I will remain sidelined with a negative bias, if only because, my generic models are short, and from a tactical point of view, I feel that to get a real solution to solvency, unlike liquidity, we need to see stock markets in mini-crash mode before politicians and policymakers truly understand the necessity to make a long-term commitment to austerity and growth. The signal today was: We are prepared to buy more time, and feel confident enough to float the market with cheap liquidity and an indication of further easing to come. The market will love that, but investors should also remember to stay sober when drinking from the cool-aid name: cheap money.

Go Santa,

Safe travels!

Discount Rate Discussion

The Federal Reserve website has this discussion of the Discount Rate.

The discount rate is the interest rate charged to commercial banks and other depository institutions on loans they receive from their regional Federal Reserve Bank’s lending facility–the discount window. The Federal Reserve Banks offer three discount window programs to depository institutions: primary credit, secondary credit, and seasonal credit, each with its own interest rate. All discount window loans are fully secured.

Under the primary credit program, loans are extended for a very short term (usually overnight) to depository institutions in generally sound financial condition. Depository institutions that are not eligible for primary credit may apply for secondary credit to meet short-term liquidity needs or to resolve severe financial difficulties. Seasonal credit is extended to relatively small depository institutions that have recurring intra-year fluctuations in funding needs, such as banks in agricultural or seasonal resort communities.
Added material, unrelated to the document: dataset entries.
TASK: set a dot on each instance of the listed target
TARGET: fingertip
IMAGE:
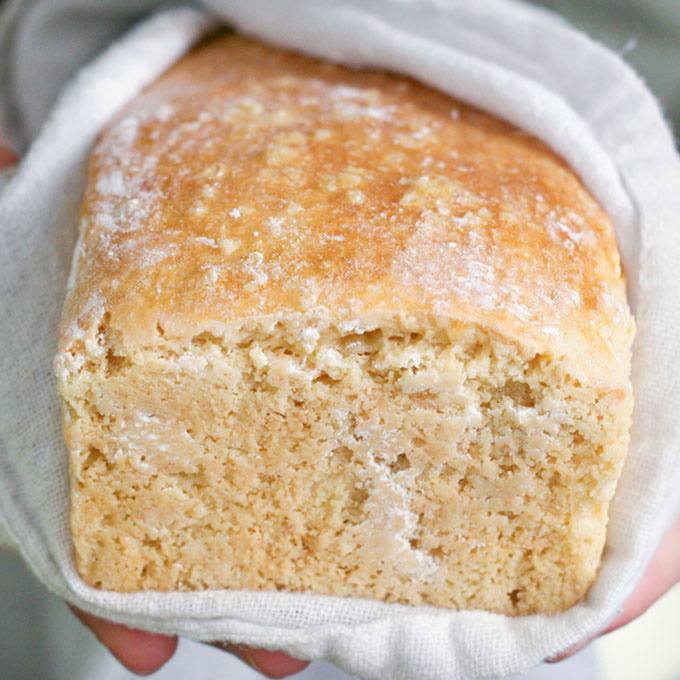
(276, 664)
(141, 652)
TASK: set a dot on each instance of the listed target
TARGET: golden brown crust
(247, 181)
(333, 331)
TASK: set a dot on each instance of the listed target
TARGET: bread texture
(331, 331)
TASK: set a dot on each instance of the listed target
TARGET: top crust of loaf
(250, 182)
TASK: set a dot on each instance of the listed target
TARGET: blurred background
(41, 640)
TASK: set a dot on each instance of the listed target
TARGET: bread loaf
(332, 331)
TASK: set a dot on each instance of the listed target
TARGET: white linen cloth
(514, 61)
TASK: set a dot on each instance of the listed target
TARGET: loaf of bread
(331, 331)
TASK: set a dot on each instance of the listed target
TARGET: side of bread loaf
(332, 331)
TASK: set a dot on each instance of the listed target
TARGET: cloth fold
(505, 57)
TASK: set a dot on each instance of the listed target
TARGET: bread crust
(250, 192)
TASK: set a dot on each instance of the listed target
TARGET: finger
(140, 652)
(271, 664)
(660, 576)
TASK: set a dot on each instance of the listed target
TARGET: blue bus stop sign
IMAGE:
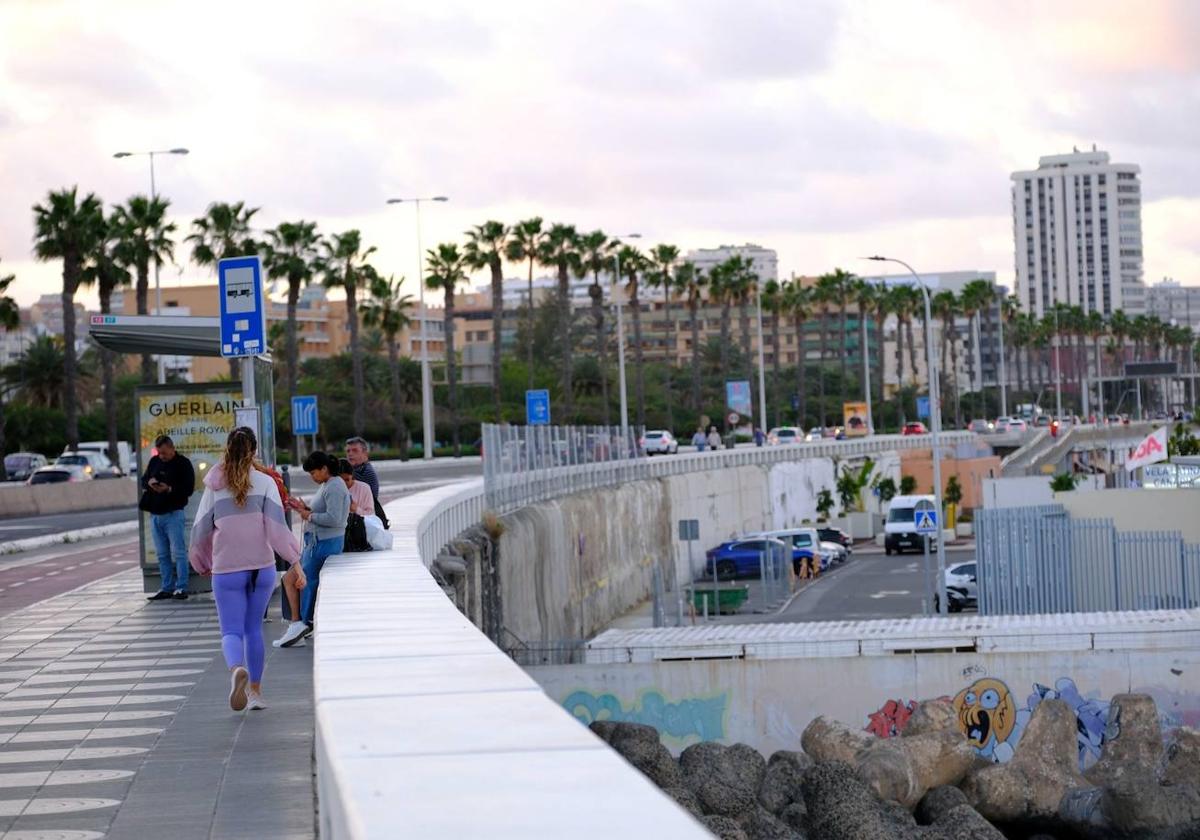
(304, 415)
(538, 408)
(243, 309)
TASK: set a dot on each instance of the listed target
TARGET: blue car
(742, 558)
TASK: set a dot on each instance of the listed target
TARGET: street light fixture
(154, 195)
(426, 373)
(935, 424)
(621, 336)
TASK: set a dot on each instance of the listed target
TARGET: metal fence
(526, 465)
(1041, 561)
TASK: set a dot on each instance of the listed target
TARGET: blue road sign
(243, 309)
(304, 415)
(925, 522)
(538, 408)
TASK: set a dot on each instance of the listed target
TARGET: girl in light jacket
(239, 528)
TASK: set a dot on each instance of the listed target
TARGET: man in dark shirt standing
(167, 484)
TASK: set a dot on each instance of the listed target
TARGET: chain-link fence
(1039, 561)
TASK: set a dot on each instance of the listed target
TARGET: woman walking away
(239, 528)
(324, 535)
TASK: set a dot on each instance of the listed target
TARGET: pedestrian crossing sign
(925, 521)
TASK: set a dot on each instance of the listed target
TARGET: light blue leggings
(241, 603)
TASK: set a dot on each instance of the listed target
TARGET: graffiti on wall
(993, 721)
(684, 720)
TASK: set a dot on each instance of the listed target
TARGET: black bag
(355, 534)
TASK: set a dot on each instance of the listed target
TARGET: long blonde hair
(239, 461)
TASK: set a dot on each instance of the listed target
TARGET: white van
(124, 453)
(900, 529)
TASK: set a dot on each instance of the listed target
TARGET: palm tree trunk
(497, 323)
(694, 324)
(352, 315)
(143, 291)
(451, 367)
(400, 436)
(825, 346)
(597, 294)
(293, 353)
(71, 274)
(774, 370)
(529, 327)
(639, 381)
(564, 327)
(801, 384)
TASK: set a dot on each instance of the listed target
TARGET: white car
(659, 442)
(961, 587)
(784, 435)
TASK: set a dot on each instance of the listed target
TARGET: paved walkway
(114, 723)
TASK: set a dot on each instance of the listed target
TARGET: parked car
(96, 465)
(803, 541)
(739, 558)
(900, 528)
(59, 473)
(784, 435)
(829, 534)
(961, 588)
(659, 442)
(19, 466)
(124, 453)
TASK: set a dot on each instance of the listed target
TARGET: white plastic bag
(378, 538)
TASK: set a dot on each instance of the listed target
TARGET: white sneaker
(238, 681)
(293, 633)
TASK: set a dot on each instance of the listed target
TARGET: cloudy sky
(825, 130)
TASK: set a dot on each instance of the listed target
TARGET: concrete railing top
(427, 730)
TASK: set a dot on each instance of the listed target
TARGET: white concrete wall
(768, 702)
(427, 730)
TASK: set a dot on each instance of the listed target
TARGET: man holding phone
(166, 486)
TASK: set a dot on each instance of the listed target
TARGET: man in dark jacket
(166, 486)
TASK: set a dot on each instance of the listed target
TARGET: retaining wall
(66, 497)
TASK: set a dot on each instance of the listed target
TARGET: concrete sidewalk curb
(30, 543)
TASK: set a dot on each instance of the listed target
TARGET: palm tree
(387, 310)
(595, 257)
(144, 237)
(67, 228)
(10, 318)
(485, 249)
(561, 251)
(664, 258)
(105, 269)
(945, 306)
(526, 240)
(293, 251)
(343, 263)
(772, 300)
(633, 265)
(447, 270)
(691, 281)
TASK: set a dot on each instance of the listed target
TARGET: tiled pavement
(114, 723)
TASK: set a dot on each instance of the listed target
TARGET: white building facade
(1077, 228)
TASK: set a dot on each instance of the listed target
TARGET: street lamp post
(621, 337)
(935, 423)
(154, 195)
(426, 373)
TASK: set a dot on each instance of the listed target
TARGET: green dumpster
(725, 599)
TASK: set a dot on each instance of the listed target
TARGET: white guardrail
(514, 489)
(427, 730)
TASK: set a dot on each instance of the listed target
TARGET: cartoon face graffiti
(987, 714)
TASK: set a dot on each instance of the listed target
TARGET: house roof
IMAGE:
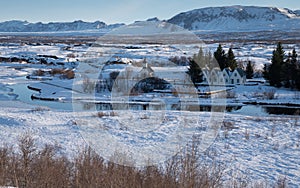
(241, 72)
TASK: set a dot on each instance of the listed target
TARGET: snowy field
(252, 146)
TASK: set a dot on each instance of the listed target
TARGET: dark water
(24, 94)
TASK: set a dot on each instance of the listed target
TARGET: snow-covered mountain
(228, 18)
(24, 26)
(238, 18)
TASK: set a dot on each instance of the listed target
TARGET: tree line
(210, 60)
(284, 70)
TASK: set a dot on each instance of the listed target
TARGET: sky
(115, 11)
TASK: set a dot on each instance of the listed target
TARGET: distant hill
(238, 18)
(228, 18)
(24, 26)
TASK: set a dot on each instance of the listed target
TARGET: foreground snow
(260, 148)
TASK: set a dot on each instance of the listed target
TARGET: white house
(225, 77)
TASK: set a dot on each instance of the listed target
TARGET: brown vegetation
(28, 166)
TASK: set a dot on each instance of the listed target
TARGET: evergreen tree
(200, 58)
(220, 57)
(294, 68)
(285, 72)
(275, 67)
(266, 72)
(249, 70)
(195, 72)
(230, 60)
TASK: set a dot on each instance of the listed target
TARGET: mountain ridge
(226, 18)
(238, 18)
(78, 25)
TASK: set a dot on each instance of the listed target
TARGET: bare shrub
(39, 72)
(40, 109)
(69, 74)
(56, 71)
(88, 85)
(45, 167)
(230, 95)
(269, 94)
(247, 134)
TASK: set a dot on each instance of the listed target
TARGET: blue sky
(115, 11)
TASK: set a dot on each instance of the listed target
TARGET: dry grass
(27, 166)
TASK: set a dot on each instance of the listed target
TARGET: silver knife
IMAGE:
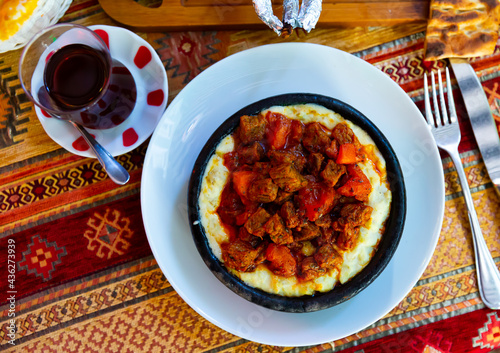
(483, 124)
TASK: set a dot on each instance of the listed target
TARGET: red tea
(75, 76)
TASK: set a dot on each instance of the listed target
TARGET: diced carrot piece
(347, 154)
(279, 128)
(316, 200)
(357, 186)
(242, 181)
(282, 261)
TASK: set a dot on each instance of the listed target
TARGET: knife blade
(483, 124)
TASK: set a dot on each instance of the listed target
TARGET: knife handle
(482, 122)
(488, 276)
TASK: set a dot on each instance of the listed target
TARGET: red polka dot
(80, 144)
(120, 70)
(143, 57)
(49, 55)
(129, 137)
(104, 36)
(156, 97)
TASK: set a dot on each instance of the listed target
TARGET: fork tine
(437, 116)
(444, 111)
(451, 102)
(428, 111)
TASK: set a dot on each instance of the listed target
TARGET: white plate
(242, 79)
(150, 81)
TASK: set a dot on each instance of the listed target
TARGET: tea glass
(104, 109)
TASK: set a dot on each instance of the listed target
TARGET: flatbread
(461, 28)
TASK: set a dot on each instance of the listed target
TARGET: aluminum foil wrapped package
(309, 14)
(264, 10)
(291, 13)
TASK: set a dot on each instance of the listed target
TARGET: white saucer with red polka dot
(139, 57)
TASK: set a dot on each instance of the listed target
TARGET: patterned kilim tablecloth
(85, 278)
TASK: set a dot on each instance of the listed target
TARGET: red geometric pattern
(41, 258)
(187, 53)
(107, 233)
(489, 334)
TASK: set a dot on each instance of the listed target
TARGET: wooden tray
(240, 14)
The discount rate charged for primary credit (the primary credit rate) is set above the usual level of short-term market interest rates. (Because primary credit is the Federal Reserve’s main discount window program, the Federal Reserve at times uses the term “discount rate” to mean the primary credit rate.) The discount rate on secondary credit is above the rate on primary credit. The discount rate for seasonal credit is an average of selected market rates. Discount rates are established by each Reserve Bank’s board of directors, subject to the review and determination of the Board of Governors of the Federal Reserve System. The discount rates for the three lending programs are the same across all Reserve Banks except on days around a change in the rate.

Further information on the discount window, including interest rates, is available from the Federal Reserve System’s discount window web site.